Dr. Vasanthakumar Balasubramanian works as a Research Assistant Scientist in Materials Science and Engineering at the University of Florida. He has a B.Tech. degree in Chemical Engineering from Bharathidasan University, an M.Tech degree in Biotechnology from Anna University, and a Ph.D. degree in Materials Engineering from the Indian Institute of Science (IISc), Bangalore, India. His research interests include biomaterials, biomineral separation, biofilms, nanotechnology, and interfacial engineering. One of his research interests is using nanoparticles and biopolymers to remove microbes from substrates.

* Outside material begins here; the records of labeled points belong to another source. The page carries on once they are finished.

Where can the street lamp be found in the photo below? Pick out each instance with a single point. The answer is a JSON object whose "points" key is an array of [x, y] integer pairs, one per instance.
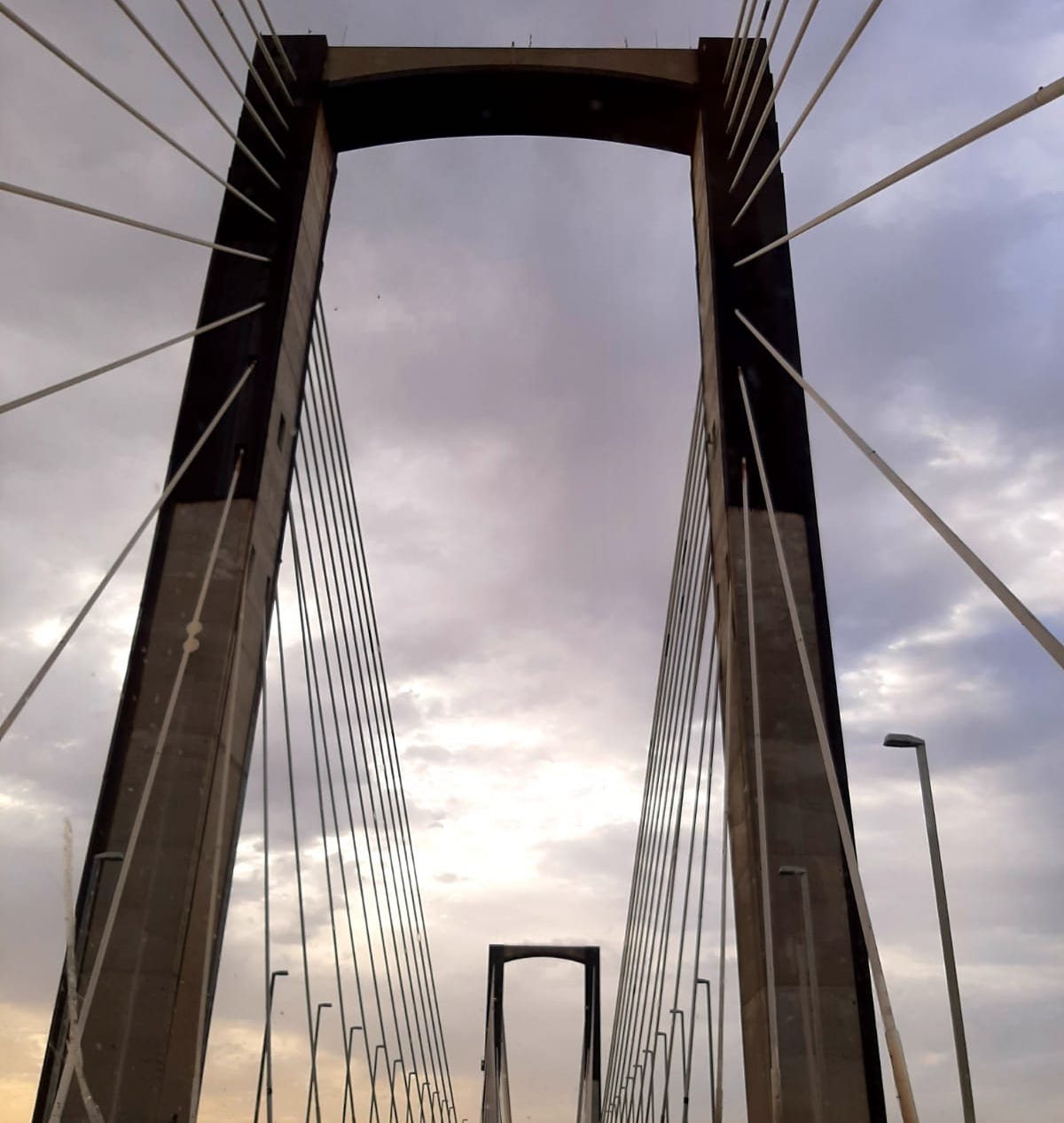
{"points": [[810, 996], [311, 1092], [265, 1051], [908, 741], [348, 1092], [709, 1038]]}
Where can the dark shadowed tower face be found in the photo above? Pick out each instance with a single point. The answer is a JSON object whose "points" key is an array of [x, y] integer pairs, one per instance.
{"points": [[146, 1020]]}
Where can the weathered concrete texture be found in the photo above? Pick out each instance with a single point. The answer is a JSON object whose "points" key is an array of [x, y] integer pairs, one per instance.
{"points": [[345, 63], [802, 831], [802, 825]]}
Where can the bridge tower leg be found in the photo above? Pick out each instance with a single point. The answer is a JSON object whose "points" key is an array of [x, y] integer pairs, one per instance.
{"points": [[802, 825], [143, 1039]]}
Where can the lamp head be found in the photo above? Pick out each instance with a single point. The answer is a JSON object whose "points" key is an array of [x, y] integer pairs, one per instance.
{"points": [[904, 741]]}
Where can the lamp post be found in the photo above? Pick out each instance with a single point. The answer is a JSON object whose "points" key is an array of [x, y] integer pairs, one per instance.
{"points": [[684, 1038], [709, 1038], [265, 1050], [908, 741], [312, 1090], [348, 1090], [810, 994]]}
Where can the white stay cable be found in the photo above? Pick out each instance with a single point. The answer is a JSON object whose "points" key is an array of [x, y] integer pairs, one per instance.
{"points": [[749, 63], [755, 85], [1042, 97], [193, 629], [160, 51], [13, 189], [781, 78], [225, 70], [739, 58], [225, 766], [890, 1027], [277, 38], [728, 693], [262, 46], [762, 824], [4, 11], [106, 580], [848, 46], [78, 378], [1038, 631], [735, 41], [251, 67]]}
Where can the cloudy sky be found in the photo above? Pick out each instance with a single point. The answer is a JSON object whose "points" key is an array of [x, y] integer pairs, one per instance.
{"points": [[514, 327]]}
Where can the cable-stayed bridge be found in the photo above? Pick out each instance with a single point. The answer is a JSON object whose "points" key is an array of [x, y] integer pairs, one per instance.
{"points": [[260, 473]]}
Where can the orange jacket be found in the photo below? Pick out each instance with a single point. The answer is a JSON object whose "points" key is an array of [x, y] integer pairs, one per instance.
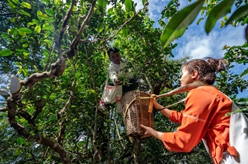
{"points": [[204, 117]]}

Prof. Brij M. Moudgil is a Distinguished Professor of Materials Science and Engineering (Emeritus) at the University of Florida. He received his B.E from the Indian Institute of Science, Bangalore, India and his M.S and Eng.Sc.D degrees from Columbia University, New York. His research interests include surfactant and polymer adsorption, dispersion and aggregation of fine particles, adhesion and removal of microbes from surfaces, synthesis of functionalized nanoparticles, antiscaling and surfactant-mediated corrosion inhibitors, photocatalytic degradation of hazardous microbes, and nanotoxicity. He has published more than 400 technical papers and has been awarded over 33 patents. He is a member of the U.S. National Academy of Engineering.